もともと珍しい病気を治せる医師というより、誰にでも起こりうる普通の病気を確実に治療できる医師になりたいという気持ちがありました。もちろん大学で、特殊で珍しい疾患を学ぶことも大事ですが、自分の目指す姿はそこじゃないなと。だから大学医局にも所属せず、臨床でずっとやってきました。この病院は、自分で手を動かしてしっかり経験を積むことができるので、僕に合っているなと感じます。
――今の病院では、院長と若手とのちょうど中間ぐらいの立場にあたると思うのですが、そろそろチームを率いるということを意識しますか?

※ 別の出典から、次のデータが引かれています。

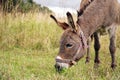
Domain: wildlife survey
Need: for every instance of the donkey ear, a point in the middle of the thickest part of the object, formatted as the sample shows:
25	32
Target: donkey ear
71	21
63	25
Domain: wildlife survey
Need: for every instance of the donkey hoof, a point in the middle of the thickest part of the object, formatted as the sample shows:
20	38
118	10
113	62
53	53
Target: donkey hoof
113	66
87	60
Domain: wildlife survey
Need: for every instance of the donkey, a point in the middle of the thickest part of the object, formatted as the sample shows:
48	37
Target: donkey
73	43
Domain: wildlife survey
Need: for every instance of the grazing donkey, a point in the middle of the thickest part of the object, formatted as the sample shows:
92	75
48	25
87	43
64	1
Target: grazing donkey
73	43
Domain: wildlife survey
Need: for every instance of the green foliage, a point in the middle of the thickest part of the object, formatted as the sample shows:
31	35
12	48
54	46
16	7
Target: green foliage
21	6
29	44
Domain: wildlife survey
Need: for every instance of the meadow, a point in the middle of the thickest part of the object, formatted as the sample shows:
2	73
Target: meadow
28	46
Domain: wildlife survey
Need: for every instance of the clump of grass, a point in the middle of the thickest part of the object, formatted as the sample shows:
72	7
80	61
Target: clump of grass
29	43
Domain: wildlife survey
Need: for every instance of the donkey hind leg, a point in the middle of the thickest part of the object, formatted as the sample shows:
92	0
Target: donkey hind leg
88	52
112	46
96	47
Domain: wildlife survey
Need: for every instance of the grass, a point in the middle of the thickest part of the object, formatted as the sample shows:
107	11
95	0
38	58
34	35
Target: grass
29	43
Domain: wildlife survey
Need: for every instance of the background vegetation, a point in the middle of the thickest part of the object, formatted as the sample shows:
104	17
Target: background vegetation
29	43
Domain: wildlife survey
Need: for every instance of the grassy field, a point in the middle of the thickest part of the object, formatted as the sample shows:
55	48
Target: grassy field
29	43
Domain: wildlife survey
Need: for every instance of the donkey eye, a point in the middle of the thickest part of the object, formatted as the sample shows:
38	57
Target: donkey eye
69	45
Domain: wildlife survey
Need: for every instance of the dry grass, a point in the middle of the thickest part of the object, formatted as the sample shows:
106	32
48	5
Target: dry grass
29	43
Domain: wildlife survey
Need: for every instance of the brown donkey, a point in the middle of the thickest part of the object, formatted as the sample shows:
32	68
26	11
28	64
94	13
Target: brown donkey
73	43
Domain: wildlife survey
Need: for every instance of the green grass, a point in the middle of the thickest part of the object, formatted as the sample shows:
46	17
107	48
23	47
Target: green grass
28	46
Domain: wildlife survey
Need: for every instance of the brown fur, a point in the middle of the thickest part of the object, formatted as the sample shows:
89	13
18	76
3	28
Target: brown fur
99	13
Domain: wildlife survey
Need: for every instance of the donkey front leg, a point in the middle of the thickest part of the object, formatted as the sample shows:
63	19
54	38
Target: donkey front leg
88	52
112	46
96	47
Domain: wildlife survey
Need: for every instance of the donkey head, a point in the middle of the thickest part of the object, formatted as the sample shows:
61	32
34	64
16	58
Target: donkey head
72	44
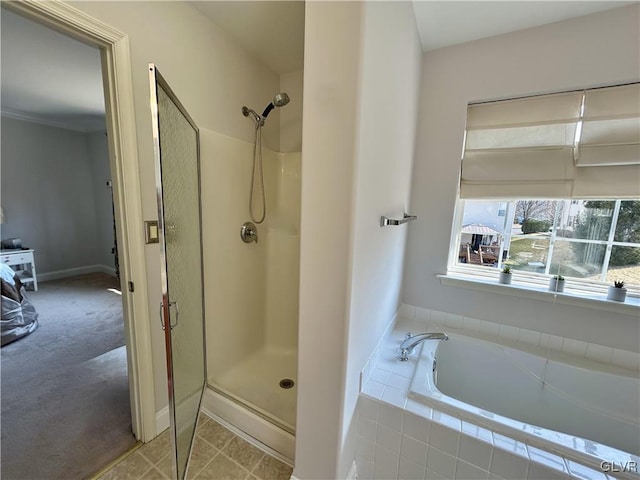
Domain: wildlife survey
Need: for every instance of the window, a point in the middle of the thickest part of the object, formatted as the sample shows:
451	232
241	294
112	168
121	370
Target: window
550	185
591	240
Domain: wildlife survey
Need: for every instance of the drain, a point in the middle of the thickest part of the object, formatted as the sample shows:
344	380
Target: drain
286	383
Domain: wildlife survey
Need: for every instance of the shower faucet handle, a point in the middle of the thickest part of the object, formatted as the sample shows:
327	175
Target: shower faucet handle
249	233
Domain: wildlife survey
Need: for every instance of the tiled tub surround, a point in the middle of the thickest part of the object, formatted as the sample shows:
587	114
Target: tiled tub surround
401	437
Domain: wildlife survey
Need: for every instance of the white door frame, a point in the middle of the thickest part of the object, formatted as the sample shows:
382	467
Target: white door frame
123	159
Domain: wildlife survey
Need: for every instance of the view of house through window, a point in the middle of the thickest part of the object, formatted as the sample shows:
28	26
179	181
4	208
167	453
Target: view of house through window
594	240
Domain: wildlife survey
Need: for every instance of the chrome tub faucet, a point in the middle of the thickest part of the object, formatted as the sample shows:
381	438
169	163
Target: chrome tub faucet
411	341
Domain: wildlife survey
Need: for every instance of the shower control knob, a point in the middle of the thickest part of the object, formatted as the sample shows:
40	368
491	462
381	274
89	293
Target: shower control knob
249	233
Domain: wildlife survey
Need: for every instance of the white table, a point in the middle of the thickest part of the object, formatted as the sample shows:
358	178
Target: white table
23	263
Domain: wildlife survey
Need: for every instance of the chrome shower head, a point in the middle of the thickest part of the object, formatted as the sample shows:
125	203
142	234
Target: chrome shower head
248	111
281	99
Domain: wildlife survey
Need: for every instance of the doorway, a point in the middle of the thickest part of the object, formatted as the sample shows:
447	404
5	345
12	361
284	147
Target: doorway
122	148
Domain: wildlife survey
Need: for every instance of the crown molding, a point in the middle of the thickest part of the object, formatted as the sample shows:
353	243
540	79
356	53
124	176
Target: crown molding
35	118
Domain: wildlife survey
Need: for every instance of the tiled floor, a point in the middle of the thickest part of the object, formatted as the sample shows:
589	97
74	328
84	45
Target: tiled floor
217	454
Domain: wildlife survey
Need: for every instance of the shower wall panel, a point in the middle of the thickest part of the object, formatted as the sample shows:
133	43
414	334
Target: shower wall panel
251	290
283	252
234	271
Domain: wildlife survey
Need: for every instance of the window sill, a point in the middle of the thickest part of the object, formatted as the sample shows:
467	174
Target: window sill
599	302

根:いや、まだまだですね。8年目に脳神経外科専門医資格はとったものの、手術も最初から最後まで自分ひとりでできるものばかりではないですし、カンファレンスで自分の考え方や知識を話してみても、まだまだだなと。10年目ぐらいになれば、全部一人でバンバンできて、後輩もどんどん指導できて…という姿を思い描いていたんですけど、全然そこまで辿り着いていないです。

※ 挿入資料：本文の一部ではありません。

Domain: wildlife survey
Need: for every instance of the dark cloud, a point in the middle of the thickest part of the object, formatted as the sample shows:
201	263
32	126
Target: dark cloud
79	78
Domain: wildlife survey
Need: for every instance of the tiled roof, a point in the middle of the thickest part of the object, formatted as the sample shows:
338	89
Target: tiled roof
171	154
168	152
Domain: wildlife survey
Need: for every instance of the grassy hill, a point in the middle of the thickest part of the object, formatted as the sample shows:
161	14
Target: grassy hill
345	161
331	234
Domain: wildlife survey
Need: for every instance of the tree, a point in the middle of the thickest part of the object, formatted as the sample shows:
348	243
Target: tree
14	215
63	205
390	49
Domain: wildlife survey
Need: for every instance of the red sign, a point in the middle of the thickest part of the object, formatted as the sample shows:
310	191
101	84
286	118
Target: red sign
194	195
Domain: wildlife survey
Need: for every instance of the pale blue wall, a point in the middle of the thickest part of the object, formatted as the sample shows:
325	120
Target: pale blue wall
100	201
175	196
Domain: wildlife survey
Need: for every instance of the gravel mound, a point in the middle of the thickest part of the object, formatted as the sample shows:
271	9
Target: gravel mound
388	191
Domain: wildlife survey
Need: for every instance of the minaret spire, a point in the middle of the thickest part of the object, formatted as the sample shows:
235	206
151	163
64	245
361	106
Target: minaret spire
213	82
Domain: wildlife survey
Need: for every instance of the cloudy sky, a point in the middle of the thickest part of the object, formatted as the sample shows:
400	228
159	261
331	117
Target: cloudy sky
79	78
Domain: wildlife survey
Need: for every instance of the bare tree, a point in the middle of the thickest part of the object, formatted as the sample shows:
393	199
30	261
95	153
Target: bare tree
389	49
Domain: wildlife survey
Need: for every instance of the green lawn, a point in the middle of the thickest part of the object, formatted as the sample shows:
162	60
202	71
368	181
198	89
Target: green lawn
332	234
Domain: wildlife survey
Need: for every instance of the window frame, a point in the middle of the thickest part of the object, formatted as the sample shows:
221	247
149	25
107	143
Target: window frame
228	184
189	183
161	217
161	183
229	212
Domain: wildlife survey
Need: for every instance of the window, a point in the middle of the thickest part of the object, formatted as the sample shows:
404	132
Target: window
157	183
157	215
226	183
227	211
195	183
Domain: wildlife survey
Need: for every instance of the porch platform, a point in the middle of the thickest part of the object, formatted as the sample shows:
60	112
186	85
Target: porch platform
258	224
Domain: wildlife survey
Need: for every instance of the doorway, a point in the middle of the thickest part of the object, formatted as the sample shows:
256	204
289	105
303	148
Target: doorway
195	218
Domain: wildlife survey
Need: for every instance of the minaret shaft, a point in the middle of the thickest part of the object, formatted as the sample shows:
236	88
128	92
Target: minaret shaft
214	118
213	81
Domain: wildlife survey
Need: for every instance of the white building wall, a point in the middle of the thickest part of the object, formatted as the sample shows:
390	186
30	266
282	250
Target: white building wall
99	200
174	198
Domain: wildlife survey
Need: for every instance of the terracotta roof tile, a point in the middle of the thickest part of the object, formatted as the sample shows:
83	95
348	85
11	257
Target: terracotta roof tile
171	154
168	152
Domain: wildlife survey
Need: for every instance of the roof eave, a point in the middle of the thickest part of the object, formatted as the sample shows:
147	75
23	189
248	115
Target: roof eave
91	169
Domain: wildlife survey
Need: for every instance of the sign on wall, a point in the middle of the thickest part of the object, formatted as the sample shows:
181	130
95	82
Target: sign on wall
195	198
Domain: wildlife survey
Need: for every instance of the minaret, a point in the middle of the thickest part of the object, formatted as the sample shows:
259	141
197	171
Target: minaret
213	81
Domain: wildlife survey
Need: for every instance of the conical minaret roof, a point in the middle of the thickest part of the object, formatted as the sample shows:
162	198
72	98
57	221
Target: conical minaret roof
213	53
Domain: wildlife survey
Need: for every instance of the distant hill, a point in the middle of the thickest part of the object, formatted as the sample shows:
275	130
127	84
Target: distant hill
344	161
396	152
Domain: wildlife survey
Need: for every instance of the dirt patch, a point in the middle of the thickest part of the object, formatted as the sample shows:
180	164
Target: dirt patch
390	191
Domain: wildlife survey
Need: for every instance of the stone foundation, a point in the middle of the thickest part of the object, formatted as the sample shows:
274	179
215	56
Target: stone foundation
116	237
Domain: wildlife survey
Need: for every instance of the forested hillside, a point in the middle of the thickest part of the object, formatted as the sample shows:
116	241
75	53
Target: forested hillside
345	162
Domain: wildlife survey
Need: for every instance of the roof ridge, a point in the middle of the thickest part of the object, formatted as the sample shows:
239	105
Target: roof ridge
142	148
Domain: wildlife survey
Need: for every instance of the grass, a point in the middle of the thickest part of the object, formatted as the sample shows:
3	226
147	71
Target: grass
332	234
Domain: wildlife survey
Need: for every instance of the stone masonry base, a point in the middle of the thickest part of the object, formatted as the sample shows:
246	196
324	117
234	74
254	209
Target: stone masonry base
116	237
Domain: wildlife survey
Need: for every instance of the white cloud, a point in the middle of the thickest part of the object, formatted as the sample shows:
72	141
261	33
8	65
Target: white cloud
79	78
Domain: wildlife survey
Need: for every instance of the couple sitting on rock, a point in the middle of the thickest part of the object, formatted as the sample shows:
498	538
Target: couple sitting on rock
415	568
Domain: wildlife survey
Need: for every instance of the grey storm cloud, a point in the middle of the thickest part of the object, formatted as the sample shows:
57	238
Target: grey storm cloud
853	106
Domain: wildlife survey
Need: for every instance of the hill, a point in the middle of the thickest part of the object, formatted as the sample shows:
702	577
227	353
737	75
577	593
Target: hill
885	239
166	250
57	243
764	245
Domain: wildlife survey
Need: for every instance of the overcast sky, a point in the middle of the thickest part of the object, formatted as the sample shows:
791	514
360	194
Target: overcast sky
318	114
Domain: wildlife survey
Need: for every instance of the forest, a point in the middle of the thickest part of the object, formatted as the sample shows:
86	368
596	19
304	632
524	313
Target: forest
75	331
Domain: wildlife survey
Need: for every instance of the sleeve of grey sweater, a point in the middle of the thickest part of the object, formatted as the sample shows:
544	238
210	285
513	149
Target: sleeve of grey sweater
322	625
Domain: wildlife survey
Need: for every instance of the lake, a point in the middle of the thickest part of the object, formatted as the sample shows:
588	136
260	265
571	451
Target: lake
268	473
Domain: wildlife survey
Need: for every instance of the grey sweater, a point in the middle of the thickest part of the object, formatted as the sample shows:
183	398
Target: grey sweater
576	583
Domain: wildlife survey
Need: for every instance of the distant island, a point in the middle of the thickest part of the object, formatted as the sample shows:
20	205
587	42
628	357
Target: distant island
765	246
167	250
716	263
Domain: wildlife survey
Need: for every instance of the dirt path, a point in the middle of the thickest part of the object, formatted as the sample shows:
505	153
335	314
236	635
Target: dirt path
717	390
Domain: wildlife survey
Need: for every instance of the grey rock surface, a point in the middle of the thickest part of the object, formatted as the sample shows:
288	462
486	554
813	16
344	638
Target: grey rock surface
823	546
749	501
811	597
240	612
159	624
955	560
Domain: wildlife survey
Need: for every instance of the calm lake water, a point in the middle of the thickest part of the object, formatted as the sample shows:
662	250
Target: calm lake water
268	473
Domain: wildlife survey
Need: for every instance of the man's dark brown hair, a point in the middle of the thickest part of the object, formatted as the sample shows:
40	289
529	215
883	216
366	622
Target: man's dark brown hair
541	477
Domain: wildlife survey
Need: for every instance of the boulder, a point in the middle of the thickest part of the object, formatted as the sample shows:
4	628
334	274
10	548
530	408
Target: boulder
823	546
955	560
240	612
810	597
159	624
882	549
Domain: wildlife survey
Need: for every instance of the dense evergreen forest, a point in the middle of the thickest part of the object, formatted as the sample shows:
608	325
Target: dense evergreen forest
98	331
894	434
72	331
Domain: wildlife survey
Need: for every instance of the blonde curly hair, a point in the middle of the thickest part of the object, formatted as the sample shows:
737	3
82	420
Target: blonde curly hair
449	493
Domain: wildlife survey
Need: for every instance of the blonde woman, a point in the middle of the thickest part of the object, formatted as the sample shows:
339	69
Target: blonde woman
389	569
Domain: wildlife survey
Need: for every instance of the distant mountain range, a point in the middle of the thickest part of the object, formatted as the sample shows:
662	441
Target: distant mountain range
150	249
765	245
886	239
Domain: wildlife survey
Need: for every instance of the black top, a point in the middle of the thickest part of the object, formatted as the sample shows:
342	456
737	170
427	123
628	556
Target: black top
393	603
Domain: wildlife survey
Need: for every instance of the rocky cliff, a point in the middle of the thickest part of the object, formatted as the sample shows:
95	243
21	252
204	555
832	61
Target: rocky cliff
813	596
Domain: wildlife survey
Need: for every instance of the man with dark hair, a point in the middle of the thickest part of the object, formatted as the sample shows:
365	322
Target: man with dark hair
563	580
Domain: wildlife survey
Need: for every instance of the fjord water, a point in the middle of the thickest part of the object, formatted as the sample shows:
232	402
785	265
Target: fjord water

今の院長は出会った時、今の僕の5つ上の年齢だったけれど、自分の考え方をしっかり持っていて、その考えを下に示しながらチームを率いていた。本当にすごいなと思いますし、自分の5年後を考えたら、かなり焦ります(笑)。僕の目標とするリーダー像は、今の院長ですね。
貪欲に学ぶ姿勢が大事
――今後のキャリアについて、どのように考えていますか?
根:僕は今、術者としては開頭手術をメインにやっているのですが、いずれは血管内手術に関しても一人前になって、患者さんにとってより適切な方を選択できるようになりたいです。片方のエキスパートになるというのも一つの道だと思うんですが、僕にとっては両方できるのが理想なので、いずれは脳血管内治療専門医資格も取りたいと思っています。自分で両方できるようになるという目標もありつつ、最終的に患者さんにとってベストな治療を提供することができるのであれば、自分の腕だけにこだわらず、いいチームを作ってそこで価値が出せればいいとも考えています。
――これから脳神経外科に進みたいと思っている学生に、何かアドバイスをお願いします。
根:休む暇もないぐらい忙しくて、疲れることも多いと思いますが、何でもポジティブに捉えてほしいなと思います。辛くてもそれを表に出さず、振られたものには何でも挑戦して、一つひとつから貪欲に学んでいく姿勢が大事なのかなと。どこにどんなチャンスが紛れ込んでいるかわかりませんから、がむしゃらに立ち向かっていくのがいいと思いますね。